OpenWrt One - celebrating 20 years of OpenWrt
Bjørn Mork
bjorn at mork.no
Wed Jan 10 02:47:08 PST 2024
John Crispin <john at phrozen.org> writes:
> At the beginning we focused on the most powerful (and
> expensive) configurations possible but finally ended up with something
> rather simple and above all,feasible.
That's a very wise choice. And most of the compromises make sense to
me. Except the
> * Storage: M.2 2042 for NVMe SSD (PCIe gen 2 x1)
This seems like a strange priority for an OpenWrt device. It's not
useful to most OpenWrt users or applications. Having two different boot
devices is more than enough.
> * What will the M.2 slot be used for?
> - we will use M.2 with M-key for NVMe storage. There is a
> work-in-progress patch to make PCIe work inside the U-Boot
> bootloader. This will allow booting other Linux distributions such
> as Debian and Alpine directly from NVMe
And you even make a point of it being more suitable for other Linux
distros. That should not be an OpenWrt priority.
> * Why is there no USB 3.x host port on the device?
> - the USB 3.x and PCIe buses are shared in the selected SoC silicon,
> hence only a single High-Speed USB port is available
And here's the biggest problem with that choice. USB3 would have
allowed storage expansion as well as more OpenWrt applicable use cases
like additional ethernet adapters or modems. And with a limited
connector and board space cost compared to an m.2 slot. The USB A
port is already there.
> * What is the purpose of the console USB-C port?

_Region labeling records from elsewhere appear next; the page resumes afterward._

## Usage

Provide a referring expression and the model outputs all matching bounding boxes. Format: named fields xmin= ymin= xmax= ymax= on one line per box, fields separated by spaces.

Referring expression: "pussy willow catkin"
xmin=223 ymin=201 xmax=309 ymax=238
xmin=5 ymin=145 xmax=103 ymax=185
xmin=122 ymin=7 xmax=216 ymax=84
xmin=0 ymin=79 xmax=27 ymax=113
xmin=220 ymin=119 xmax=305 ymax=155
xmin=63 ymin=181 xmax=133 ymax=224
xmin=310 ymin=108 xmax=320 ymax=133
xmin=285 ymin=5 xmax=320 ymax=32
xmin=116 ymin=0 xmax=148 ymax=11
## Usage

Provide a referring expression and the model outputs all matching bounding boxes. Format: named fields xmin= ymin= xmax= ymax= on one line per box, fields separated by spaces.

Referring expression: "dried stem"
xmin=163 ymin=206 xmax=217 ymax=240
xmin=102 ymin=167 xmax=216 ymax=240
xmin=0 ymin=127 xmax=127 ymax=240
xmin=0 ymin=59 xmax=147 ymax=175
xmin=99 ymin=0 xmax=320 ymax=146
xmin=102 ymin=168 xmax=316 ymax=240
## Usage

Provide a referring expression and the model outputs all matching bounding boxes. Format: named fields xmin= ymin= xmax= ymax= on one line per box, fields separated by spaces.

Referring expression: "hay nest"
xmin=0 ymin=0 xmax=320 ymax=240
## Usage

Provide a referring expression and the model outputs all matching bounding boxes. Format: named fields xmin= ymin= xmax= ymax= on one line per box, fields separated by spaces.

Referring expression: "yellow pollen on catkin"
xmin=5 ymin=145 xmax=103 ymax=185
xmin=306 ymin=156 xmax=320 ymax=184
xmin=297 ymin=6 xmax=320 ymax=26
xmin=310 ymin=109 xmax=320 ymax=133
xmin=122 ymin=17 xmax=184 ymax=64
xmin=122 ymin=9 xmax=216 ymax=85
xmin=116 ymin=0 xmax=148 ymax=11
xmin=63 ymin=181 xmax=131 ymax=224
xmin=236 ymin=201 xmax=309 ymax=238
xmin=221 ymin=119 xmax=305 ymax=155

> - Holtek UART to USB bridge with CDC-ACM support on USB-C makes the
> device ultra easy to communicate with. No extra hardware or drivers
> will be required. Android for example has CDC-ACM support enabled by
> default
This is nice. But how about making it a real advantage over the
traditional 4 pin header? You could have used a UART bridge with some
additional GPIO pins, and connected them to useful SoC IOs. Possibly
via some mux. I'd love to see reset and bootsel controlled by the USB
UART bridge.
Ideally we would have a more advanced USB bridge with open source
firmware and more than one USB function. But I guess that adds a lot of
complexity to the project. Reusing/abusing RS232 control signals is an
alternative.
Finally, I'd prefer a much more compact board than the BPi-R4 size.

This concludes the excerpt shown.